Autolycus is a high-energy character, and as we rehearsed, Dr. Robinson encouraged me to speed up my delivery and movements, but try as I might, I simply could not. He told me I had "an unusually slow body rhythm," and helped me find other ways to capture the character's intensity. That "slow body rhythm" stuck in my head. After my first heart attack in 2015, I learned that I have bradycardia, an unusually slow heartbeat. Bradycardia is not, in and of itself, a health issue and wasn't related to the heart attack, but I found it intriguing to have a medical word for something Dr. Robinson had described so long ago. 

Dr. Robinson's focus on Shakespeare as living, breathing plays rather than literature was essential in my development as a writer. Even at this point in my long writing career, I wouldn't call my writing polished or elegant, but it was that course that made me focus on how my words sound spoken aloud as well as read, which I think helps my writing to be more conversational and accessible.

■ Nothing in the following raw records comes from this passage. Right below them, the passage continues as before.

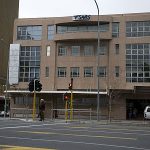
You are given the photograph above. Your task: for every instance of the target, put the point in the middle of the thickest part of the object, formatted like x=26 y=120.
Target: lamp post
x=98 y=58
x=7 y=79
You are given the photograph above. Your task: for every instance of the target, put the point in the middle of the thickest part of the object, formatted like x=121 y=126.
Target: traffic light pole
x=71 y=101
x=34 y=102
x=71 y=106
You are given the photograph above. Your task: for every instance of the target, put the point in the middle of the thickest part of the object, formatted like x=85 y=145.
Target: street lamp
x=7 y=80
x=98 y=58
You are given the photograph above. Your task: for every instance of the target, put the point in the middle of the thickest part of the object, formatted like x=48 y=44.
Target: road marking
x=75 y=142
x=28 y=126
x=10 y=147
x=80 y=135
x=115 y=129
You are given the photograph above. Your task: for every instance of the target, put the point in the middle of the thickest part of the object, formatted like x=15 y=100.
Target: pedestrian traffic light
x=38 y=86
x=31 y=86
x=66 y=97
x=70 y=86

A few weeks ago, it suddenly occurred to me, almost half a century after I’d taken that class that so enriched my life, that I’d never thanked Dr. Robinson for everything he'd given me, so I looked him up on the MSU website. He’s retired now, but I sent him an email telling him how wonderful and inspirational his class had been. I've spent my life far from Shakespeare, writing and talking about birds, but both my life and my work are richer thanks to him. I told him that in 2004, a Rufous Hummingbird appeared at my feeder in northern Minnesota in November and left, in good health, on December 3. She was an adult female but a few stray iridescent throat feathers had people thinking she was a male for over a week, so of course I named her Viola after the protagonist of Twelfth Night, who disguises herself as a man for most of the play. I knew most people wouldn't get it, but I also knew that if Dr. Robinson ever got wind of it, he would. 

Anyway, my life is much, much richer thanks to Randal Robinson, and I'm embarrassed that it took me almost five decades to thank him for giving me so very much.